Dicho esto, no deja de sorprender la
distinta vara de medir empleada por el Gobierno y la propia Iglesia cuando se
trata de rescatar los restos de los ejecutados por los vencedores de la guerra
fratricida, de los que no se sabe cuántos yacen en fosas comunes sin que nadie
haya honrado su recuerdo. Si los beatificados dieron su vida en defensa de sus
ideales religiosos, los del bando contrario murieron por defender sus ideas
políticas sin hacer uso de las armas. Cierto que la ley de Amnistía de 1977
hizo borrón y cuenta nueva, igualando a víctimas y victimarios, sin que nadie,
a estas alturas, abrigue el menor deseo de venganza. Del corazón de todos,
afortunadamente ha sido desterrada la ley del Talión porque la justicia a veces
tiene que ceder para no provocar daños mayores que los que pretende salvar, y
porque el ojo por ojo nos dejaría a todos ciegos. Sin embargo, no es éticamente
defendible conceder a unos homenajes y negárselos a otros. Los familiares de
los religiosos no pueden enorgullecerse más de sus deudos que los de quienes
perecieron por la saña de sus conciudadanos en una situación solo explicable
por la locura homicida que acometió a los españoles de forma colectiva para
desgracia de todos.
“La verdad os hará libres”. Este pronóstico
se lo debemos a San Pablo. Uno de los beneficios de la verdad debe de ser la
reconciliación entre quienes hemos sobrevivido a aquella catástrofe. Pues bien,
setenta y siete años transcurridos desde que se desencadenó nuestra Guerra
Civil, hay muchos aspectos de la misma controvertidos con versiones
contrapuestas, comenzando por el coste real en vidas humanas que se cifró en un
millón de muertos según los datos aportados por diversos historiadores sobre bajas
en combate y en la retaguardia. En esto también se mantiene la desigualdad de
trato entre unos y otros. Las víctimas de la represión en la zona republicana
fueron oficialmente investigadas y reconocidas, en tanto que de las sufridas
por los vencidos nadie puede precisar su número. La causa no es otra que la
falta de interés por conocer la verdad de los hechos por los sucesivos
gobiernos, cuando no por los impedimentos puestos a los intentos de averiguar
lo ocurrido, comenzando por negar el acceso a los archivos oficiales a los
historiadores.
No es
hora de pedir cuentas a nadie por lo entonces acaecido, pero eso no es óbice
para que se sepa que el régimen triunfador gratificó de diversos modos a
quienes intervinieron en la guerra en sus filas o padecieron sus consecuencias.

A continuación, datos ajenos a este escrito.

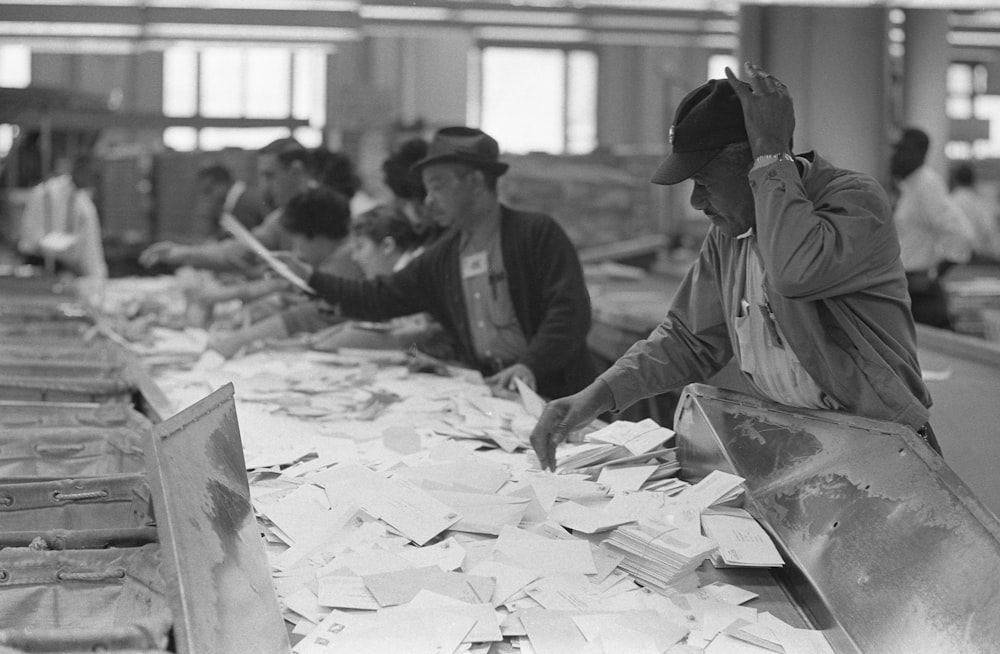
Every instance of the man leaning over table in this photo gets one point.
(506, 285)
(799, 278)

Se otorgaron durante años preferencias y privilegios a “ex combatientes” (se
escribía así a la sazón), “ex caballeros mutilados” y “ex cautivos”. Hasta los
nombres de los muertos en acción de guerra fueron esculpidos en lápidas de
mármol adheridas a la fachada de las iglesias como “caídos por Dios y por
España”, donde en muchos casos siguen dando testimonio de parcialidad. Por el
contrario, a los damnificados de la llamada “zona roja” se les dejó a la intemperie
y el abandono, aumentando así el dolor de quienes, por voluntad o por azar, se
encontraron en el bando perdedor.
En relación con la ceremonia de
beatificación, el papa Francisco envió un mensaje del que forma parte este
párrafo: “Imploremos la intercesión de los mártires para ser cristianos con
obras y no de palabra; para no ser cristianos barnizados de cristianismo sin
sustancia”. Aplicadas estas palabras al caso que nos ocupa, significa que los
españoles que mayoritariamente nos consideramos cristianos más o menos
practicantes, debemos de reconciliarnos asumiendo
nuestra historia reciente, perdonar a quienes pudieron haber delinquido
y tener presente que ser cristiano “no barnizado” implica ser tolerantes,
fraternales y ansiosos de justicia, que es la base indispensable de la paz
permanente. Lo dice el que suscribe que vivió en su infancia los días aciagos
de la Guerra Civil.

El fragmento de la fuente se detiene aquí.